A different but familiar form of wireless communication is making its way into more and more building facilities. 802.11-based wireless local area networks (LANs) have long been recognized as a complementary technology to wired networks within buildings. An organization installing or upgrading its wireless LAN is not news. What is news, or at least a growing trend, is for facilities to install in-building wireless systems that support the nation’s cellular or personal communications service (PCS) networks.

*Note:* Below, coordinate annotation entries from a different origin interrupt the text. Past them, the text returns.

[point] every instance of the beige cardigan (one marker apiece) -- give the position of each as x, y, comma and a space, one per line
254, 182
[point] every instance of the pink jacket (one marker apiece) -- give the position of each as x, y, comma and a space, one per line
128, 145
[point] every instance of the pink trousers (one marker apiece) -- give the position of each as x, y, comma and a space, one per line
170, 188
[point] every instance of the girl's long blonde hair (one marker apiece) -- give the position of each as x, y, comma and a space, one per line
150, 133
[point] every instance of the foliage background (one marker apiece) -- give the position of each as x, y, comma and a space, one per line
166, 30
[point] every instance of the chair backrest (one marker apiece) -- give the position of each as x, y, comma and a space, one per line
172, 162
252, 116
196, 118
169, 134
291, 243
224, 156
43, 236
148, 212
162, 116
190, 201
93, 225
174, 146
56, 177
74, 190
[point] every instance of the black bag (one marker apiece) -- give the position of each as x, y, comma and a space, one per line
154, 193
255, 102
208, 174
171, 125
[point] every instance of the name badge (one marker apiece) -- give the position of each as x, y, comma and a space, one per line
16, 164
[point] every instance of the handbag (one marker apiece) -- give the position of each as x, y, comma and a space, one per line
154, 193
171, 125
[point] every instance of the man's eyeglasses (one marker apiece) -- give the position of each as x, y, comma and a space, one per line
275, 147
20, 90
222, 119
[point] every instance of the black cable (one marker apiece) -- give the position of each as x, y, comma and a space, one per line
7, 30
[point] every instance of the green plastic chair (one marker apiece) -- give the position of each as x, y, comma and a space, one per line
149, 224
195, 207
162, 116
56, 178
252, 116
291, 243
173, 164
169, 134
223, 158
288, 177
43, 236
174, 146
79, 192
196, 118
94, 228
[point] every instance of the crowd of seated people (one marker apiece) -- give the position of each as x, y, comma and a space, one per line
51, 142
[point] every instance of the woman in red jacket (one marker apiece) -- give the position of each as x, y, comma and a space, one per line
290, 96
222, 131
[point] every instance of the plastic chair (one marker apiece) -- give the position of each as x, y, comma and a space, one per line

The article that begins on page 13 of this issue goes into some detail about this trend, including information about a new product line that CommScope recently introduced for exactly that application—in-building personal wireless service.
One tidbit of information that was “left on the cutting room floor” from that article is the success story of a distributed antenna system (DAS) installation project at Hartsfield-Jackson Atlanta International Airport. The airport is about a 5.8-million square-foot facility. ADC’s vice president of product management John Spindler, who is quoted in the article, recalls the Hartsfield-Jackson project. “Even at 5.8-million square feet the job was completed in a span of about 12 weeks. It was properly planned up front and all security clearances had been arranged.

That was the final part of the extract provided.